Vi ricordate quando si parlava di recuperare dei soldini attraverso un accordo con la Svizzera, per il rientro dei capitali (di evasori italiani) depositati nelle banche elvetiche? A quanto pare per il governo Letta non è più una priorità. In ballo ci sono molti contenziosi su questioni fiscali e sul trattamento dei lavoratori italiani nel Canton Ticino.
Oggi Letta era atteso a Berna per il Forum di dialogo fra la Svizzera e l’Italia, durante il quale era prevista anche la firma su un accordo fra i due Paesi su trattamento fiscale, segreto bancario e i lavoratori transfrontalieri. Letta non ci sarà e sarà sostituito da Fabrizio Saccomanni, ma l’accordo probabilmente verrà rinviato.
Con il varo del decreto italiano che disciplina le dichiarazioni spontanee dei contribuenti e con la legge svizzera che vieta alle banche di gestire fondi frutto di frode fiscale, sembra che si voglia porre fine al segreto svizzero in merito di capitali italiani. Con il decreto italiano, molti evasori sono di fatto incoraggiati a far emergere e a riportare in Italia i soldini, pagando al fisco solo tra il 13-14% (meno di quando avverrebbe in caso di un accordo tra i due Paesi: 25-30%).
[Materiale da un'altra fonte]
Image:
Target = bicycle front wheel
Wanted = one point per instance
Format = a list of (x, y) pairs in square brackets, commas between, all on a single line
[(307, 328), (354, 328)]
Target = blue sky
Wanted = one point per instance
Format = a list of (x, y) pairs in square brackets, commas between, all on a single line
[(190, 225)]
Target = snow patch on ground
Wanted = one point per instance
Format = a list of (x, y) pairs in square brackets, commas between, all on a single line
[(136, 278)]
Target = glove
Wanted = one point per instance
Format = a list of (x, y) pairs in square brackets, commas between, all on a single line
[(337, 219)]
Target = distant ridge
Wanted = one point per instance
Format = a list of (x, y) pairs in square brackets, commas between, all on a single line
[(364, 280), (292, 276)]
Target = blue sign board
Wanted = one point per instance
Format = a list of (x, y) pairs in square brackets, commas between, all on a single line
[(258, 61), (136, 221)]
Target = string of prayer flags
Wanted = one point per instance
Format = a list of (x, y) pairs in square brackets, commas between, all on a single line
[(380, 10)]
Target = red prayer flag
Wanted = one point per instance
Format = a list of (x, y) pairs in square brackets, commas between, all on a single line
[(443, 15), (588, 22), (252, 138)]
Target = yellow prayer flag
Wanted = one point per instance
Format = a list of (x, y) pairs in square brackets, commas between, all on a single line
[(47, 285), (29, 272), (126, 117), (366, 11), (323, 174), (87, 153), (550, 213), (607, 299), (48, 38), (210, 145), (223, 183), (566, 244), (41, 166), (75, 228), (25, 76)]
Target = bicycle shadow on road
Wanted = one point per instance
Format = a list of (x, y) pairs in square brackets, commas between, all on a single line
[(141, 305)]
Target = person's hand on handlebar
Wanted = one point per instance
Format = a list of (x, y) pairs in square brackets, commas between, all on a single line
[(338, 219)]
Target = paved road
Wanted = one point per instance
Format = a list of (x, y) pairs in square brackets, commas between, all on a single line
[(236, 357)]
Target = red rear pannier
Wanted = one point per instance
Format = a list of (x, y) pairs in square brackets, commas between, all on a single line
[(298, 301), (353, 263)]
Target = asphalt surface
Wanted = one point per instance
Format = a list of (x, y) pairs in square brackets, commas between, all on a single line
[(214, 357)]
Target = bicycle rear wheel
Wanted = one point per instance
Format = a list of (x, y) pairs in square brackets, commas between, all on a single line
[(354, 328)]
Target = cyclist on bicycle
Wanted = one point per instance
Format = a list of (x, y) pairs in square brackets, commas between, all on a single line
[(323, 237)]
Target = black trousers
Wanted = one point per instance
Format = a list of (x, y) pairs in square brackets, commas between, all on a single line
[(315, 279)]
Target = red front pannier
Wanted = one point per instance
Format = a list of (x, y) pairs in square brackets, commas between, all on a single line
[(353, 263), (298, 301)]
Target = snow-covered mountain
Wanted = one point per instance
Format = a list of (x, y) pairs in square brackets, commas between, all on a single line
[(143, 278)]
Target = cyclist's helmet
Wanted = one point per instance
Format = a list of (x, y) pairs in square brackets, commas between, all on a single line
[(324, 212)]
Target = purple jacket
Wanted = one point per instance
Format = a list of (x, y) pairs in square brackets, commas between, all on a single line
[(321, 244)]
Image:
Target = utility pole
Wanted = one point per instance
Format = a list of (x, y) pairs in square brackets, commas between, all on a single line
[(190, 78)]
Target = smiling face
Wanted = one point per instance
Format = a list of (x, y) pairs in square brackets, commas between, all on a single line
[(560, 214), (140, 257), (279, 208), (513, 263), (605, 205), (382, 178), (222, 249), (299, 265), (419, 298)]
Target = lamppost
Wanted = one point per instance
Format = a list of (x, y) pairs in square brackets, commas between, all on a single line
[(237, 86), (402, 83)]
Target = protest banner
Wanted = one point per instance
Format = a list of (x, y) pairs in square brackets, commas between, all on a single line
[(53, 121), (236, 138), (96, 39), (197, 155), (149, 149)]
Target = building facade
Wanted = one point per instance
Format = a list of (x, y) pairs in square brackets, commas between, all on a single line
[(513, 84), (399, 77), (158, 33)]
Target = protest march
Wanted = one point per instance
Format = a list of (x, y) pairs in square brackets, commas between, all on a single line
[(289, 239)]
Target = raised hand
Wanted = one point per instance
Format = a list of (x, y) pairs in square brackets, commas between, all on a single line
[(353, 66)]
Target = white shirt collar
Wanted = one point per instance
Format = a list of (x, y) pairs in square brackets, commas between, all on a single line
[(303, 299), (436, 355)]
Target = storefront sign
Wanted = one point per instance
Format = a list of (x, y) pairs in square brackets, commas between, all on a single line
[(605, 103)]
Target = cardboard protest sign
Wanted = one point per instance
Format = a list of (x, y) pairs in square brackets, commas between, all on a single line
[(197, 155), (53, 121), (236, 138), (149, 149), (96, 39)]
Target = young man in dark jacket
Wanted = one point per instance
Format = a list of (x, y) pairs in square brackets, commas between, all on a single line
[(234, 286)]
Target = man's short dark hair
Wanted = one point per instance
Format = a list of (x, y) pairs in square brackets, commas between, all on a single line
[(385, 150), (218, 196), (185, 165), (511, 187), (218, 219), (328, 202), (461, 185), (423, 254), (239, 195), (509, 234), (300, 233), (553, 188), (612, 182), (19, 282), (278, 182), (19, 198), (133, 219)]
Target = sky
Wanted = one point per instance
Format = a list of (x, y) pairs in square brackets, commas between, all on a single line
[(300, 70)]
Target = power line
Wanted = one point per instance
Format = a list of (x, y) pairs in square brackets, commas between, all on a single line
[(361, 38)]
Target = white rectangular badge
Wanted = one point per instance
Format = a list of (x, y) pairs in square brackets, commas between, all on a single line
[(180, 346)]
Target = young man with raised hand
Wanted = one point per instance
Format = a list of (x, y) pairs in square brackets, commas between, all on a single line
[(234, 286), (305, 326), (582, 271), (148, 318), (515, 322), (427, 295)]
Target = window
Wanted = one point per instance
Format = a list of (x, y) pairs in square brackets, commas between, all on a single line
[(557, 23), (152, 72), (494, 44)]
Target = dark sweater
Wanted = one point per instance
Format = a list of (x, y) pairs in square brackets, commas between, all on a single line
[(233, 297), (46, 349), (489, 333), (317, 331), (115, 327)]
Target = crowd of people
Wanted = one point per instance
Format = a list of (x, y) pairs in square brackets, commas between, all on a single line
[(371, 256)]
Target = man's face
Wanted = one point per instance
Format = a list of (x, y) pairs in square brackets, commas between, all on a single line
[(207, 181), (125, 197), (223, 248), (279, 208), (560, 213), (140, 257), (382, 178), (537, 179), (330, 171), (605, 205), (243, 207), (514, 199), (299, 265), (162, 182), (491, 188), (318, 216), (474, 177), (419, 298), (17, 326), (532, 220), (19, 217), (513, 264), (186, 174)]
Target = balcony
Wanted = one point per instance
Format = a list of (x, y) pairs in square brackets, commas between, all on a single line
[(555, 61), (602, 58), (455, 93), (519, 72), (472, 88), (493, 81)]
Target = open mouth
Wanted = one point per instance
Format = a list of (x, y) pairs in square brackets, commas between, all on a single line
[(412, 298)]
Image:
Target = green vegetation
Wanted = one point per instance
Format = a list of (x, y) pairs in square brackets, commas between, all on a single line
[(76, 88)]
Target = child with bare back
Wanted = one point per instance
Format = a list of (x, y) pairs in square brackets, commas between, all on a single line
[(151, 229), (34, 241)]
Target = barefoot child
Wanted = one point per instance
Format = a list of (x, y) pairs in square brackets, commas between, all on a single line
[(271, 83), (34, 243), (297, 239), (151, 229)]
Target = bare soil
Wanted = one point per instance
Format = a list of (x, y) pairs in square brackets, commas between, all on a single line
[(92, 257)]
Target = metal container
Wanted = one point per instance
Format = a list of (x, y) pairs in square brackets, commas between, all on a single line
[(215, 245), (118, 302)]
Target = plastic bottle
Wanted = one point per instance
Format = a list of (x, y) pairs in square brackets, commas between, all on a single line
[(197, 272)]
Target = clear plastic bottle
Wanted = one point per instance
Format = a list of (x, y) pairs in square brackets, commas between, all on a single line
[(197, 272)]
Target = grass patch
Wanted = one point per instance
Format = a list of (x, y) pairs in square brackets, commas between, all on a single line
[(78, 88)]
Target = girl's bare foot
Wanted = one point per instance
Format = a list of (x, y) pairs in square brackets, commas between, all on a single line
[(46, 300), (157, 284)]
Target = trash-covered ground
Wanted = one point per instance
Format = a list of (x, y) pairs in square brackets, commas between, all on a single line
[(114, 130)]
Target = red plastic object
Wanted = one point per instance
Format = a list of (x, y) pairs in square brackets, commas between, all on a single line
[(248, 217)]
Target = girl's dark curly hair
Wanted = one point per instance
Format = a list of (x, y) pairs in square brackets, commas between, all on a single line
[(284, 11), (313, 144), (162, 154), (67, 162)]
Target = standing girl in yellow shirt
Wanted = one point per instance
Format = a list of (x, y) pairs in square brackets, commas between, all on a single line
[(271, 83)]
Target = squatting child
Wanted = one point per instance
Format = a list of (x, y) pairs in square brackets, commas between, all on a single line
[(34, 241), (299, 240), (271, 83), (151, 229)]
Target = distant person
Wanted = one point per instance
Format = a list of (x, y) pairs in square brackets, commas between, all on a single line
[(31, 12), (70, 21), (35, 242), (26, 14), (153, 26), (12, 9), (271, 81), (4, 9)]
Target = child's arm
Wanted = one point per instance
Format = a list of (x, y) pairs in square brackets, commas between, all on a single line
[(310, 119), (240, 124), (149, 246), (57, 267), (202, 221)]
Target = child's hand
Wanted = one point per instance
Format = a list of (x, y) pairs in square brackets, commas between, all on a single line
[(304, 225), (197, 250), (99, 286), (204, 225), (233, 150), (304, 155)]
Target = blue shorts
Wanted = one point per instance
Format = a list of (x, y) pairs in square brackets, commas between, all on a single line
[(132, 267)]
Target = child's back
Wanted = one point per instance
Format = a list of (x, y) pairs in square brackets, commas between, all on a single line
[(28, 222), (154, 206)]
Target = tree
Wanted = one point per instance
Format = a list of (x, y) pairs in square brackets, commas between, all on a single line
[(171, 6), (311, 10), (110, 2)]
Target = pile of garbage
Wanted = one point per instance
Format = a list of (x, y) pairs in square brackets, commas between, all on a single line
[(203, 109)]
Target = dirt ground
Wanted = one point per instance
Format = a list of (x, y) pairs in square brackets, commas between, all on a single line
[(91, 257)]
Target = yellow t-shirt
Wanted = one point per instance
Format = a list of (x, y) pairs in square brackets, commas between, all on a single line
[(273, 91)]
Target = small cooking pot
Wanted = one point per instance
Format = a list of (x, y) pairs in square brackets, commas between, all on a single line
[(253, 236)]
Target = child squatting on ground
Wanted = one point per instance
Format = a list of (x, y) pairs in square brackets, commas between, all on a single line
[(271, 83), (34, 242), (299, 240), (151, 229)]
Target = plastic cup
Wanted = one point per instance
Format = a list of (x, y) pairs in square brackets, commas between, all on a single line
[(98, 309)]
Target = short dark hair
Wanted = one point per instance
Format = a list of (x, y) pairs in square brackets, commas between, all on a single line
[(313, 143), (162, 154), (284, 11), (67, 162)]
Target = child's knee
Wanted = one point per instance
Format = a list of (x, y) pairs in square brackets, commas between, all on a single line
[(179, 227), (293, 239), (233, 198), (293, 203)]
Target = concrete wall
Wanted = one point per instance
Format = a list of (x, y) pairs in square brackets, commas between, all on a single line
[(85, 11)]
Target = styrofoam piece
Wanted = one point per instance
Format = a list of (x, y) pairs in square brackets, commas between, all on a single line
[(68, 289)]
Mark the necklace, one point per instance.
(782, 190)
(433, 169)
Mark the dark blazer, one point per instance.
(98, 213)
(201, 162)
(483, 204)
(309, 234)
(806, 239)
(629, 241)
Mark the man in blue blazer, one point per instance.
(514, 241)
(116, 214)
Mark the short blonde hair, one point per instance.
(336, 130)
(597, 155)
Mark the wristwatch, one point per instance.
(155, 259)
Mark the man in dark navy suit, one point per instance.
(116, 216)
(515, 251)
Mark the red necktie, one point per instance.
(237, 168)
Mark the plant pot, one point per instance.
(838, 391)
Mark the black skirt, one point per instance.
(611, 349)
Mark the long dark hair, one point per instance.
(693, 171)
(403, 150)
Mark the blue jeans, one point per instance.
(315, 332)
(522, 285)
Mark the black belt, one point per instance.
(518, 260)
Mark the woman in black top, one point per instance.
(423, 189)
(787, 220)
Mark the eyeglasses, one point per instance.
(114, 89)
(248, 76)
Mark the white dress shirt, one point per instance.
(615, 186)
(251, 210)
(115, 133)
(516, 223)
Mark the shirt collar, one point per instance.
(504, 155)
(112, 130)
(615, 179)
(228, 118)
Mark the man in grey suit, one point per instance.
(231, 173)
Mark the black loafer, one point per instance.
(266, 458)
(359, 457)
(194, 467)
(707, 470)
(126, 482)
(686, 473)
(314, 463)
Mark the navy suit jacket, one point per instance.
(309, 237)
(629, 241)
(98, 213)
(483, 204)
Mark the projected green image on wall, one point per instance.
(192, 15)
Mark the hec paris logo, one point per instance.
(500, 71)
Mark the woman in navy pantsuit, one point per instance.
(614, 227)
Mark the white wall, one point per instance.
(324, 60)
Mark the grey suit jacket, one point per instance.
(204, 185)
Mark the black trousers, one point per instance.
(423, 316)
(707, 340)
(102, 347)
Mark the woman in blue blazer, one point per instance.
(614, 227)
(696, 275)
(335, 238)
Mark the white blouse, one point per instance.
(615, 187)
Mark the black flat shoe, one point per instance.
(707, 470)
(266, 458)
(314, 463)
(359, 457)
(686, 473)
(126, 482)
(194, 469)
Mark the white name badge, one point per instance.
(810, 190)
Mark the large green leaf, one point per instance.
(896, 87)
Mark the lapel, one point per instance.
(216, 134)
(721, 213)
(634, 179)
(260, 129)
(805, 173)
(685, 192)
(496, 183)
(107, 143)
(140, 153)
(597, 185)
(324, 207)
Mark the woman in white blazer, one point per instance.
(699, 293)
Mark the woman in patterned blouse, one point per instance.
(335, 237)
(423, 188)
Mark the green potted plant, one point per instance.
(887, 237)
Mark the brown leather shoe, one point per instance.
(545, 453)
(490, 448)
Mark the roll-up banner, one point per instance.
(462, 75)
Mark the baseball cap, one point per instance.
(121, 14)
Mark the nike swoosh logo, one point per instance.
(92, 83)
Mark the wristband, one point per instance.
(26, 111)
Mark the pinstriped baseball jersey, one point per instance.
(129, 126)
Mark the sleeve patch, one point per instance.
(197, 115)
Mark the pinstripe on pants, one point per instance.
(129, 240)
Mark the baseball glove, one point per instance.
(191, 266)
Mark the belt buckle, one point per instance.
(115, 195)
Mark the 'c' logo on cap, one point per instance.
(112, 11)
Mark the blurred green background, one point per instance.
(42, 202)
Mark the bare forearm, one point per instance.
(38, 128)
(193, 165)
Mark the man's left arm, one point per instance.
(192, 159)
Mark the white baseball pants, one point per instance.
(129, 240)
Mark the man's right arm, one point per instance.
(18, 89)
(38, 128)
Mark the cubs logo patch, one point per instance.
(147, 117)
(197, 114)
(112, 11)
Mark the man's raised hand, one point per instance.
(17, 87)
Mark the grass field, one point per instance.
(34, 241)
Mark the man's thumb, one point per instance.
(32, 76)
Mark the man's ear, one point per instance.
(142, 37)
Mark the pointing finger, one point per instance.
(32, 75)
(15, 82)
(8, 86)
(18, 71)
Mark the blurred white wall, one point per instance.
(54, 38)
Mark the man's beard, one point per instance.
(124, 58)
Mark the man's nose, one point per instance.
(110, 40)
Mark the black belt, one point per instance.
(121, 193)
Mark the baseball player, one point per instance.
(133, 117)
Le pressioni arrivano anche da oltreoceano: gli Stati Uniti sembrano sul piede di guerra nei confronti delle banche svizzere che proteggono i reati fiscali. La Svizzera forse si sente accerchiata e ha capito che non è più così tanto conveniente proteggere i patrimoni di dubbia origine. Ricordiamoci anche che la Svizzera continua ad essere sulla black list internazionale, che non è proprio un bollino di qualità. La Svizzera si avvia verso la rimozione del segreto sui conti, ma la preoccupazione dell’Italia (potrebbe essere una delle ragioni al freno delle trattative) è che la Svizzera, una volta perso il vantaggio bancario, si possa dedicare alla costruzione di un paradiso fiscale, con gli annessi e connessi. Il timore è che altre aziende scelgano di spostare la propria sede in Svizzera.